In the spring 2019 semester, I introduced an open pedagogy project in a capstone economics class. Based on the very positive student response to this project, I decided to introduce a podcast project in the fall 2019 semester in my online introductory microeconomics class. In this class, each student was required to create (individually or with a partner) 2 short 5-10 minute podcasts relating to topics they were learning in this class. The first podcast had to address applications of one of the major concepts discussed in the first half of the semester while the second was tied to concepts in the 2nd half of the semester. Students were given the option of posting their podcast solely within the class or publicly.
Before the project started, students were surveyed to determine what concerns they might have. The major concerns were:
- a dislike of hearing their own recorded voices,
- concern over whether they would have something substantive to say,
- whether they had adequate technical skills and hardware to record, edit, and share a podcast recording
Addressing their dislike of hearing their own voices recorded, I sent an email to the students reminding them that while they may not like hearing their voices, their recorded voices are the voices that everyone hears when they talk, so unless they were going to avoid speaking in the future, they should not be overly concerned about other’s reactions to the sound of their voices. I also noted that it is likely that they will be making presentations to others in their future classes and careers and that this would be a good opportunity for them to listen to their practice these skills while they had the ability to edit or re-record their presentation.
On the second concern, I noted that they will learn the course concepts deeper if they make connections between the theory they are learning in class and the world they are observing around them
To alleviate concerns over technical skills and equipment requirements, I shared with the class instructions on how their smartphones, chromebooks, or laptop/desktop computers could be used to record and share (and edit, if needed) audio files.
To further reduce student concerns, a preliminary project was assigned in which students listened to one or more episodes of the Planet Money Indicator, Planet Money, or Trade Talks podcasts and then recorded and uploaded a short audio response summarizing the arguments in the podcast and their own response to the arguments presented in the podcast. A Google form was used to collect student file submissions.
Each of the podcast projects followed the following steps:
- Students submitted an abstract of the potential podcast for feedback.
- A detailed abstract or a script was submitted for feedback
- students submitted a draft recording (with multiple submissions allowed).

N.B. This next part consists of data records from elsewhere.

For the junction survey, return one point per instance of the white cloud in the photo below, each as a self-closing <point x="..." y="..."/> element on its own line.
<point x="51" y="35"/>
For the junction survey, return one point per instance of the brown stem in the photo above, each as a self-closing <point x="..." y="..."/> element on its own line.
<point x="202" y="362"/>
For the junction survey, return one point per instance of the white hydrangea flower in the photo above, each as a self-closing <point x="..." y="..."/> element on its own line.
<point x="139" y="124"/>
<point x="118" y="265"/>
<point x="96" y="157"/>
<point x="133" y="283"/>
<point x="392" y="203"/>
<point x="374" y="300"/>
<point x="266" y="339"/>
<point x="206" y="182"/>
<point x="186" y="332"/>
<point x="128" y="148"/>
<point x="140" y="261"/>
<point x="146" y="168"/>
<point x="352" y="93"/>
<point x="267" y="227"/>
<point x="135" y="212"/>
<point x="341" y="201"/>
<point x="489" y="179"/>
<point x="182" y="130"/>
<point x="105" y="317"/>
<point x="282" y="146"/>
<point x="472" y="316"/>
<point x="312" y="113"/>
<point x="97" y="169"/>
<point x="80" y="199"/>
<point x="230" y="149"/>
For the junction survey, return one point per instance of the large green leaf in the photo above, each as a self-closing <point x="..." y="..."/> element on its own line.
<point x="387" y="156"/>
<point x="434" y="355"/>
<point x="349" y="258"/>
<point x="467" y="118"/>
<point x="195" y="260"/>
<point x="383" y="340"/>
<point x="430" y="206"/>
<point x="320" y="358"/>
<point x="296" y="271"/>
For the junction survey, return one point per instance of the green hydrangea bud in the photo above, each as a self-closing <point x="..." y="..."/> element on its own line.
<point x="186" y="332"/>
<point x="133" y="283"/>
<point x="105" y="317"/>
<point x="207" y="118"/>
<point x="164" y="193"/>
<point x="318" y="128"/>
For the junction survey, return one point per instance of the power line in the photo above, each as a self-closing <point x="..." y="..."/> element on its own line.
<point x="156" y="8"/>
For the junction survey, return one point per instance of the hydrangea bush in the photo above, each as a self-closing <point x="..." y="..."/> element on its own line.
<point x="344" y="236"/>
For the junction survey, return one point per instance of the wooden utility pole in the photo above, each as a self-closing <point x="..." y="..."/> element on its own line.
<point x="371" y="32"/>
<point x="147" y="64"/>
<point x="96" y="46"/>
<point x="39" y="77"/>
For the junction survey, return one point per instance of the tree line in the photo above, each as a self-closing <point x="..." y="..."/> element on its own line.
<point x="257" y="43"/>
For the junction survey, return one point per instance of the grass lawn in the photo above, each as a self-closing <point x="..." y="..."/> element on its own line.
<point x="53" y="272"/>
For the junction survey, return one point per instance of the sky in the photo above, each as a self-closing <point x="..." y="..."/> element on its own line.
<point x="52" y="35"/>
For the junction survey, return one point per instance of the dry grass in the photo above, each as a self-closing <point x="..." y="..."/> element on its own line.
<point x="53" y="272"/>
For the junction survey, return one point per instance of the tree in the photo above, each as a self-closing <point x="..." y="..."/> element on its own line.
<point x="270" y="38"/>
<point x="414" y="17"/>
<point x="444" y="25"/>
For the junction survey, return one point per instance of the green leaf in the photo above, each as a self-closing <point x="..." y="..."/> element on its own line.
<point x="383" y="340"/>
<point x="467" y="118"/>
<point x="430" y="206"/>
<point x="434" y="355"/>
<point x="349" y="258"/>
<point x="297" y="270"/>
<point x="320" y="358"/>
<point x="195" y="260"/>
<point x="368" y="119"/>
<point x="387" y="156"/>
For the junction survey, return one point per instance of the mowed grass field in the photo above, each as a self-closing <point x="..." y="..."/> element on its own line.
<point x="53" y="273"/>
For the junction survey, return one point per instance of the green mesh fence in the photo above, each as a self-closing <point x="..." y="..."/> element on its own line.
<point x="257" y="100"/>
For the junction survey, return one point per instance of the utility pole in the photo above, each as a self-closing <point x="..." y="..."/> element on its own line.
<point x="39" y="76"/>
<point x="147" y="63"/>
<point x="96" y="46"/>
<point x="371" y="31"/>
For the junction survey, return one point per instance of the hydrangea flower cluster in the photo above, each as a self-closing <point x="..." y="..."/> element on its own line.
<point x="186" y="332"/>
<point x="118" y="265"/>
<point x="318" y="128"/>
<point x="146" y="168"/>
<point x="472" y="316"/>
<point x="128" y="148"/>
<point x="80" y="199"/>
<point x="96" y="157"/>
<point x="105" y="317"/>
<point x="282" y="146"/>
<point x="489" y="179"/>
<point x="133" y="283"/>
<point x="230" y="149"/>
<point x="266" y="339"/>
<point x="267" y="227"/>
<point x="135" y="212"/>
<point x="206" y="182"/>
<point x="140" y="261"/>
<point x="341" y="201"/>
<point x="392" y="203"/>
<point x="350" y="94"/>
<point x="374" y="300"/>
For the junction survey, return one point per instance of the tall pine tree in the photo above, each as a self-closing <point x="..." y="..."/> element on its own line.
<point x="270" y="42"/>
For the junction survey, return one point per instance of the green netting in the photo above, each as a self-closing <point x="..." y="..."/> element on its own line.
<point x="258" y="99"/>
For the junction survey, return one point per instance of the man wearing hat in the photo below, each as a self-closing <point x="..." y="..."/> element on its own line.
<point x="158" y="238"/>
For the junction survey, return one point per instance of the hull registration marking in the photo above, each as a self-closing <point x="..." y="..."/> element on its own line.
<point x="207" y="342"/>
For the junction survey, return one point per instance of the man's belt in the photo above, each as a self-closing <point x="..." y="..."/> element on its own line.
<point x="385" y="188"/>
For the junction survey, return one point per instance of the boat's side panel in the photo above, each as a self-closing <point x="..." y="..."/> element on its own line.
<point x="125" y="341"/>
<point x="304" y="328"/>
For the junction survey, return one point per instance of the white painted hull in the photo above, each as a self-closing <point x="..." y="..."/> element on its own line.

This was evaluated using a rubric that had been shared in the LMS.
- A final recording was uploaded using a Google form. As part of this submission, students provided the names of participants, the podcast title, a short abstract, a transcript (most students used otter.ai to create a free machine-generated transcript to use as a starting point ), keywords (chosen from a checkbox list), and their podcast recording. They were also asked at this stage whether they wished to make the podcast public or kept within the class. This was also evaluated using a rubric that had been shared with them at the start of the project.
- The Google form data was shared with the entire class so they could listen to all of the podcasts created by their colleagues.
After the completion of the first podcast project, student contributions were solicited for possible podcast names and for possible podcast intros and outros. The class voted on alternative podcast titles and to select the intros and outros from audio file submissions. (One of the choices selected had to be re-recorded to replace copyrighted music with music provided under a creative commons license.)
I edited the podcasts that were to be publicly posted to remove background noises, filler and repeated words, and to bring the audio to the podcast audio level standards (16 LUFs for stereo podcasts). The public facing podcasts were then posted on a podcast server.